C'est précisément dans ce drame de Gethsémani, où il semble que la force de Dieu ne soit plus présente, que Jésus réalise la fonction du Souverain Prêtre. Et il dit en outre que dans cet acte d'obéissance, c'est-à-dire de conformation de la volonté naturelle humaine à la volonté de Dieu, il est perfectionné comme prêtre. Et il utilise de nouveau le mot technique pour ordonner prêtre. C'est précisément ainsi qu'il devient réellement le Souverain Prêtre de l'humanité et ouvre ainsi le ciel et la porte à la résurrection.

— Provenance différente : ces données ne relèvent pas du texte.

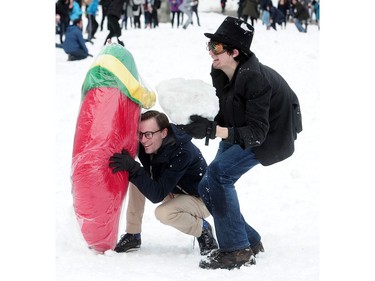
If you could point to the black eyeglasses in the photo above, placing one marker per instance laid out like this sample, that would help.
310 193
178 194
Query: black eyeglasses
147 134
216 48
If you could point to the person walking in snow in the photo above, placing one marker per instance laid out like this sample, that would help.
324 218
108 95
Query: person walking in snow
301 16
172 169
258 121
175 11
185 8
92 24
113 16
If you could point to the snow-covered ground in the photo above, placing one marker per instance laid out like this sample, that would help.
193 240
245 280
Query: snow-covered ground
41 236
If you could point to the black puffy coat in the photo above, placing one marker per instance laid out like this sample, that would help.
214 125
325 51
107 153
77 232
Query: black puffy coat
260 109
301 12
177 168
115 8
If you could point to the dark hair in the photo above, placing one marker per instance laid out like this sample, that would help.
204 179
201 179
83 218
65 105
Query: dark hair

Si nous réfléchissons sur ce drame de Gethsémani, nous pouvons voir aussi le fort contraste entre Jésus avec son angoisse, avec sa souffrance, par rapport au grand philosophe Socrate, qui reste pacifique, sans être perturbé face à la mort. Et cela semble l'idéal. Nous pouvons admirer ce philosophe, mais la mission de Jésus était une autre. Sa mission n'était pas cette totale indifférence et liberté; sa mission était de porter en soi toute notre souffrance, tout le drame humain. Et c'est pourquoi précisément cette humiliation de Gethsémani est essentielle pour la mission de l'Homme-Dieu. Il porte en lui-même notre souffrance, notre pauvreté, et il la transforme selon la volonté de Dieu. Et il ouvre ainsi les portes du ciel, il ouvre le ciel: ce rideau du Très Saint, que jusqu'alors l'homme a fermé contre Dieu, est ouvert à cause de cette souffrance et cette obéissance. Voilà quelques remarques pour le Jeudi saint, pour notre célébration de la nuit du Jeudi saint.

Le Vendredi saint, nous ferons mémoire de la passion et de la mort du Seigneur; nous adorerons le Christ crucifié, nous participerons à ses souffrances, avec la pénitence et le jeûne. En tournant «le regard vers celui qu'ils ont transpercé» (cf. Jn 19, 37), nous pourrons puiser à son coeur déchiré d'où jaillit le sang et l'eau comme d'une source; de ce cœur d'où jaillit l'amour de Dieu pour tout homme, nous recevons son Esprit. Accompagnons donc nous aussi, en ce Vendredi saint, Jésus qui monte au Calvaire, laissons-nous guider par Lui jusqu'à la croix, recevons l’offrande de son corps immolé. Enfin, dans la nuit du Samedi saint, nous célébrerons la Veillée pascale solennelle, au cours de laquelle nous est annoncée la résurrection du Christ, sa victoire définitive sur la mort qui nous interpelle à être en Lui des hommes nouveaux. En participant à cette sainte Veillée, la Nuit centrale de toute l'Année liturgique, nous ferons mémoire de notre Baptême, dans lequel nous aussi avons été ensevelis avec le Christ, pour pouvoir avec lui connaître la résurrection et participer au banquet du ciel (cf. Ap 19, 7-9).

Chers amis, nous avons cherché à comprendre l'état d'âme avec lequel Jésus a vécu le moment de l'épreuve extrême, pour saisir ce qui orientait son action. Le critère qui a guidé chaque choix de Jésus durant tout sa vie a été la ferme volonté d'aimer le Père, d'être un avec le Père, et de lui être fidèle; cette décision de répondre à son amour l'a conduit à embrasser, en chaque circonstance, le projet du Père, à faire sien le dessein d'amour qui lui est confié et récapituler toute chose en Lui, pour ramener toute chose en Lui. En revivant le saint Triduum, disposons-nous à accueillir nous aussi dans notre vie la volonté de Dieu, conscients que dans la volonté de Dieu, même si elle semble dure, en opposition avec nos intentions, se trouve notre vrai bien, le chemin de la vie. Que la Vierge Mère nous guide sur cet itinéraire, et nous obtienne de son Fils divin la grâce de pouvoir consacrer notre vie par amour de Jésus, au service de nos frères. Merci.